From: Characterization of the HIV-1 RNA associated proteome identifies Matrin 3 as a nuclear cofactor of Rev function

Figure 2

Immunoprecipitation of HIV-1 RNA from nucleoplasmic fractions. A) Biochemical fractionation for the proteomic analysis. Nuclear extraction scheme showing the various phases of the protocol used to produce the nucleoplasmic fraction. B) Control of nuclear extraction in U2OS cells. The fractions obtained by the protocol outlined in Figure 2A were loaded on a gel for immunoblotting against α-tubulin (upper panel) that shows up only in the cytoplasmic fraction (CF) and against the nuclear protein RecQ (bottom panel) that was present only in the nucleoplasmic fraction (NF). C) Control of HIV-1 RNA associated factor Tat in the NF. Nuclear extracts from U2OS cells (mock), U2OS HIV_Exo_24 × MS2 (exo) or U2OS HIV_Intro_24 × MS2 (intro) were immunoprecipitated for HIV-1 RNA as described above, loaded on SDS-PAGE and blotted against GFP to detect the RNA-bound Tat-CFP protein (IP). Immunoblots for the nuclear extracts against GFP and flag-MS2nls (input) are shown.
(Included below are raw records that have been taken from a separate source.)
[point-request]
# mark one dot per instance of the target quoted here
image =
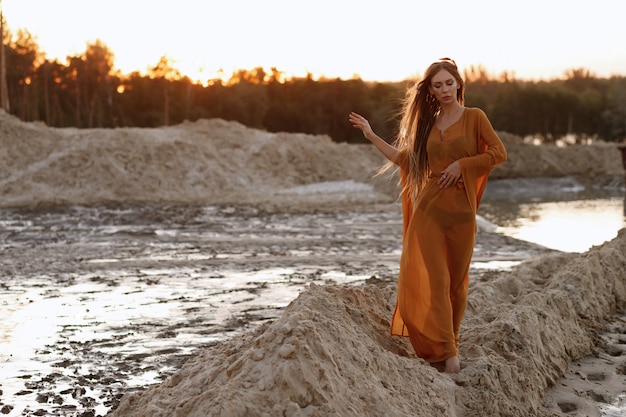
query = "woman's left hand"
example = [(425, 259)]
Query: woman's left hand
[(450, 176)]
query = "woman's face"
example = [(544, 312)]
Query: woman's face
[(444, 86)]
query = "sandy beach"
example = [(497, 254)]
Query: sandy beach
[(542, 338)]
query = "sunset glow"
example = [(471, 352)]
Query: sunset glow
[(387, 41)]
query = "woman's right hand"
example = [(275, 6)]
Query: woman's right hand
[(361, 123)]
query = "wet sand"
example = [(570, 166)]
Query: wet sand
[(139, 259), (124, 295)]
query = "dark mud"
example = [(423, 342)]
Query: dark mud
[(102, 301)]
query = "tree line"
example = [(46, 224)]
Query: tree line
[(88, 92)]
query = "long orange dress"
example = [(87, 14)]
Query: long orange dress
[(438, 237)]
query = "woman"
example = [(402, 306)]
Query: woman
[(445, 152)]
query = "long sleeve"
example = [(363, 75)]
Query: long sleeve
[(491, 153)]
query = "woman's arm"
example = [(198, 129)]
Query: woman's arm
[(361, 123)]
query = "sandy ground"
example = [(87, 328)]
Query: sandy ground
[(544, 338)]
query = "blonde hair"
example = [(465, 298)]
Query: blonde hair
[(418, 115)]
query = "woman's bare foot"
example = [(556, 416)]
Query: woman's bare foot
[(453, 365)]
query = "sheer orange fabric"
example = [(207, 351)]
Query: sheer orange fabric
[(438, 237)]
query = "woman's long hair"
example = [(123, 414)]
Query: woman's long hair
[(418, 115)]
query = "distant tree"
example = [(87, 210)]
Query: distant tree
[(614, 115), (164, 72), (4, 94), (92, 85)]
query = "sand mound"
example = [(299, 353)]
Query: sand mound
[(330, 354), (214, 161)]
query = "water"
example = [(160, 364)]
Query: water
[(571, 219), (100, 301)]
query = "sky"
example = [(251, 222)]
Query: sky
[(384, 40)]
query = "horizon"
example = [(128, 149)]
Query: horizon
[(332, 40)]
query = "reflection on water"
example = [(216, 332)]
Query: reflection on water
[(556, 213), (570, 226), (100, 301)]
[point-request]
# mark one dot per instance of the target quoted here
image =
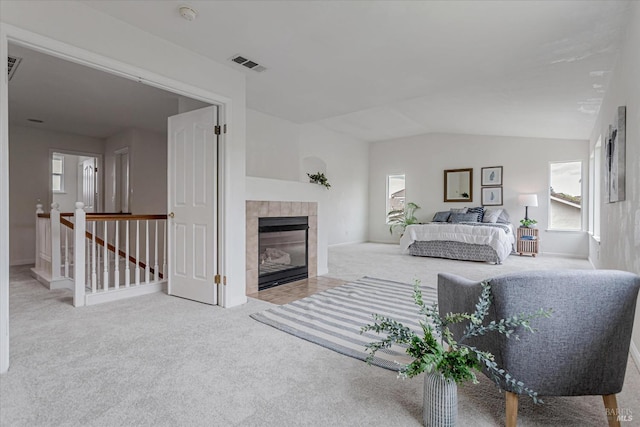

D) Pulldown of HIV-1 RNA and endogenous MATR3. Whole cell extracts from U2OS cells (mock), U2OS HIV_Exo_24 × MS2 (exo) or U2OS HIV_Intro_24 × MS2 (intro) were immunoprecipitated for HIV-1 RNA as described above, loaded on SDS-PAGE and blotted against MATR3 to detect the RNA-bound endogenous protein (IP). Immunoblots for the whole cell extracts against MATR3 and flag-MS2nls (input) are shown.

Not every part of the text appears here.